RSUP Dr. Hasan Sadikin Bandung adalah rumah sakit rujukan Jawa Barat yang memiliki sumber daya, sarana dan prasarana yang memadai dan terus menerus dikembangkan sebagai rumah sakit pendidikan. Rumah sakit ini memiliki berbagai instalasi salah satunya adalah instalasi rawat jantung. Berdasarkan laporan registrasi di ruang angiografi bulan Januari sampai Desember 2011, jumlah pasien yang dilakukan prosedur PCI berjumlah 423 orang. Hasil studi pendahuluan di ruangan Unit Perawatan Intensif Jantung (CICU) dan Ruang Angiografi RSUP Dr. Hasan Sadikin Bandung, setelah dilakukan wawancara terhadap beberapa pasien yang akan menjalani PCI, didapatkan data bahwa pasien mengatakan mengalami kecemasan terhadap proses tindakan dan kesembuhan terhadap penyakitnya dan mengatakan kurangnya informasi terkait dengan prosedur yang akan dilakukan.
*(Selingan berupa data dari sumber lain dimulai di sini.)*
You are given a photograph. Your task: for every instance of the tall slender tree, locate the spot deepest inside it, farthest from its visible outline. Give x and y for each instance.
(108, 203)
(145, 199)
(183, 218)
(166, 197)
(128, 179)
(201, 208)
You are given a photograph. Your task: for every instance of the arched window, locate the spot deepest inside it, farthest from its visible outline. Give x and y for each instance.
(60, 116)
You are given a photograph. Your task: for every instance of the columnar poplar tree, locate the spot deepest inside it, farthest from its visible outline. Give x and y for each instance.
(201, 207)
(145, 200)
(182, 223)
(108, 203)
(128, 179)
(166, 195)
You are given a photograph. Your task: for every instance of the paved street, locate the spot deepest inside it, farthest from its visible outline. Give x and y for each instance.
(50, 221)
Wawancara dengan kepala ruangan intensif jantung, data yang didapatkan bahwa perawat melakukan program health education belum optimal kepada pasien yang akan menjalani PCI. Perawat hanya menjelaskan secara singkat terkait dengan tindakan yang akan dilakukan, dan perawat tidak mempunyai jadwal yang khusus untuk melakukan intervensi tersebut. Pasien yang akan menjalani PCI memiliki tingkat kecemasan yang berbeda dengan tindakan prosedur pada pasien yang lain. Tingkat kecemasan pada pasien ini akan lebih tinggi karena ancaman kematian yang tinggi. Salah satu peran perawat sebagai pemberi informasi kepada pasien terkait dengan tindakan yang akan dilakukan untuk mengurangi kecemasan pada pasien adalah dengan memberikan health education. Berdasarkan latar belakang diatas peneliti tertarik

10

untuk melakukan penelitian Pengaruh health education terhadap tingkat kecemasan pada pasien yang akan menjalani Percutaneous Coronary Intervention (PCI) di RSUP Dr. Hasan Sadikin Bandung.
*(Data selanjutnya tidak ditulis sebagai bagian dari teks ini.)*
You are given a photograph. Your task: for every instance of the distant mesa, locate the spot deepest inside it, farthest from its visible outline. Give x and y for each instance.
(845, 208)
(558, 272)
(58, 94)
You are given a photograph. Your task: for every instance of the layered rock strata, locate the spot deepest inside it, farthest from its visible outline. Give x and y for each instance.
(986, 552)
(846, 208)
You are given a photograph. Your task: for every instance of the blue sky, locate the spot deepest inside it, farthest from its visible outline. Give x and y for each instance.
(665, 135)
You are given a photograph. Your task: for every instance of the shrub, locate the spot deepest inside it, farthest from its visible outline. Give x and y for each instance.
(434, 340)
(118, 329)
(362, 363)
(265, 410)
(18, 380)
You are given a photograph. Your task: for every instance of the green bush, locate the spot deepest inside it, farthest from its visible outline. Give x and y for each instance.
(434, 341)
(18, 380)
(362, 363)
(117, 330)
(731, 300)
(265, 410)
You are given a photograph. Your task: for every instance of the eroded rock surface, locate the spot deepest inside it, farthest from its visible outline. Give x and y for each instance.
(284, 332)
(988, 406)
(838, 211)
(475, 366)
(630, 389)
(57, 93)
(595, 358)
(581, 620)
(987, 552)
1.2 Rumusan Masalah Berdasarkan latar belakang di atas yang menjadi rumusan masalah dalam penelitian ini adalah apakah terdapat pengaruh health education terhadap tingkat kecemasan pada pasien yang akan menjalani Percutaneous Coronary Intervention (PCI) di RSUP Dr. Hasan Sadikin Bandung?
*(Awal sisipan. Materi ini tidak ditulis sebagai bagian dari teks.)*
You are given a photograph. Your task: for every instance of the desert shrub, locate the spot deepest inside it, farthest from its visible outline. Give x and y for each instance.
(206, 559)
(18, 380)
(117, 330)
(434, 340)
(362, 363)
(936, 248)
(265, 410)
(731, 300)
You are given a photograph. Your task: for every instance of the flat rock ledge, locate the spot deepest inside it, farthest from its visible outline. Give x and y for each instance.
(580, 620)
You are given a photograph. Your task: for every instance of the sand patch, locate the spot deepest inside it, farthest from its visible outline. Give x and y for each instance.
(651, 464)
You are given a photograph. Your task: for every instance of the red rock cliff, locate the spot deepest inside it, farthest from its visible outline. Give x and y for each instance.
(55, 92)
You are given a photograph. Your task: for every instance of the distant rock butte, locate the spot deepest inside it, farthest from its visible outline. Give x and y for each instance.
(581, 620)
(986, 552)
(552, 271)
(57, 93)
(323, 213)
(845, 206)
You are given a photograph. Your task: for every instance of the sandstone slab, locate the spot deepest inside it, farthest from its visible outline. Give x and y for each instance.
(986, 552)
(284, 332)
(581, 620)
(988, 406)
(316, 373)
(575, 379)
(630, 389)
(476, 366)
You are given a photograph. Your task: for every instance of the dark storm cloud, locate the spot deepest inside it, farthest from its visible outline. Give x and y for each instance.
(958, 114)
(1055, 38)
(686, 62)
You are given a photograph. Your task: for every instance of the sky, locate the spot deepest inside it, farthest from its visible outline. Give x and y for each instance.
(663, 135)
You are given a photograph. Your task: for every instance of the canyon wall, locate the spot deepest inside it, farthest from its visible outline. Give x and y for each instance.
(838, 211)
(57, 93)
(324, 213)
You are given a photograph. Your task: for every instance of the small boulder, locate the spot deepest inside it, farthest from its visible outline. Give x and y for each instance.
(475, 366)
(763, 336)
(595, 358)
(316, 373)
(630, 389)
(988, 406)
1.3 Tujuan Penelitian 1.3.1 Tujuan umum Mengetahui pengaruh health education terhadap tingkat kecemasan pada pasien yang akan menjalani Percutaneous Coronary Intervention (PCI) di RSUP Dr. Hasan Sadikin Bandung. 1.3.2 Tujuan khusus 1) Mengidentifikasi pengaruh health education terhadap tingkat

kecemasan pada pasien yang akan menjalani PCI. 2) Mengidentifikasi perbedaan tingkat kecemasan pada pasien yang akan menjalani PCI sebelum mendapatkan health education. 3) Mengidentifikasi perbedaan tingkat kecemasan pada pasien yang akan menjalani PCI sesudah mendapatkan health education.

11

1.4 Manfaat Penelitian 1.4.1 Aspek teoritis

Penelitian ini dapat menambah khazanah keilmuan tentang pentingnya health education dalam menurunkan tingkat kecemasan pada pasien yang akan menjalani PCI. 1.4.2 Aspek praktis

Penelitian ini dapat memberikan masukan bagi perawat dalam penyusunan rencana keperawatan terutama dalam tindakan mandiri perawat untuk

memberikan health education pada pasien yang akan menjalani PCI.